Warmer summers but cool in the winter (down to 50 degrees Fahrenheit) are best for this plant. During warmer weather, gasteria leaves might turn a lighter, brighter color or the plant might flower with small, colorful sac-shaped flowers. Like most succulents, gasteria does not enjoy very humid environments.

Fertilizer

Fertilize during the spring with a cactus fertilizer. Don't feed during the winter.

Potting and Repotting

Gasteria are small, shallow-rooted, and relatively slow-growing. They are often grown in small clusters in wide, shallow dishes. Over time, clusters will naturally enlarge as the mother plant sends off small plantlets. When the cluster has outgrown its dish, repot in the spring or early summer into a new wide and shallow dish with fresh potting soil. This is also the time to take offsets for propagation.

Propagating Gasteria

Gasteria can be propagated at repotting time using offsets from the mother plant or from leaf cuttings, depending on the species. When taking offsets, use a sharp knife or snippers and cut as close to the mother stem as you can, including as many roots as possible, then allow the offset to dry briefly before repotting it (similar to cuttings from other succulents). Pot the offsets in a small pot, using the same soil as the mother plant, and put it a warm, bright spot and make sure to provide frequent water until they begin to actively grow.

Varieties of Gasteria

There are at least 24 species of Gasteria cultivated for sale as houseplants, and with variations, cultivars, and hybrids included, gardeners have literally hundreds of choices available. Gasteria species have been in cultivation for hundreds of years and can be easily crossed with aloe which gives rise to a number of hybrids, such as gasteraloe, in addition to the species that are generally available.

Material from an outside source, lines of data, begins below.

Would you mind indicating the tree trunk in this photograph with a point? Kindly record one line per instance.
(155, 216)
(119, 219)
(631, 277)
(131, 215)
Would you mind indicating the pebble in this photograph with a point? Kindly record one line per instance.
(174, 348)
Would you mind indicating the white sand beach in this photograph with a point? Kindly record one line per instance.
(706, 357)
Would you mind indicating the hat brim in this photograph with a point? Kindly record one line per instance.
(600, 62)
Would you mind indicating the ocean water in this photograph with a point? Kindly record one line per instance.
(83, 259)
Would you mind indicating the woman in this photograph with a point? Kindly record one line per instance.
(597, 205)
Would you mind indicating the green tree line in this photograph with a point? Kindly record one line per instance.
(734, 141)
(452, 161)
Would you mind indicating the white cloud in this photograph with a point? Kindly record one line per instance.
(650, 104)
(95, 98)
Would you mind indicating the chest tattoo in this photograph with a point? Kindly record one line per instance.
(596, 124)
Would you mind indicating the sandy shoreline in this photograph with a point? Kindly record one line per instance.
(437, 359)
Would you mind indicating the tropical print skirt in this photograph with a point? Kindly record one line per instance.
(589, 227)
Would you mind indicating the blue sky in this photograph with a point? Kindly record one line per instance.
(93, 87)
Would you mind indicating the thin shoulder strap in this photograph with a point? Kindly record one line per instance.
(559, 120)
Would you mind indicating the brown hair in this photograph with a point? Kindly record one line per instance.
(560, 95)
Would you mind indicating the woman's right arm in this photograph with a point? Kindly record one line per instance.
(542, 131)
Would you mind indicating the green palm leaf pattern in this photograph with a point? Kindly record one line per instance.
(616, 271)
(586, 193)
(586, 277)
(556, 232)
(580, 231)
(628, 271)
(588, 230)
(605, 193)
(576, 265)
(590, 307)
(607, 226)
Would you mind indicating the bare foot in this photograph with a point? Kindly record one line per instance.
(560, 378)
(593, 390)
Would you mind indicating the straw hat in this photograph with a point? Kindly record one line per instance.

  • The most common Gasteria species is G. verrucosa, which has distinctive, thick and oblong leaves covered with white warts (these are known as ox tongue or lawyer's tongue).
  • The G. maculata species is similar but lacks the tell-tale warty protrusions.
  • Other species include the G. glomerata, which is a small plant that stays under 2 inches tall, and the G. marmorata.

Common Problems

Gasteria plants are susceptible to fungal infections, which usually appear as black spots on the leaves. This is the result of too much humidity or water on the leaves, but it should not spread too quickly. Gasteria plants have a natural defense mechanism against such fungal infections: They attack the invading organism and seal off the wounded spot.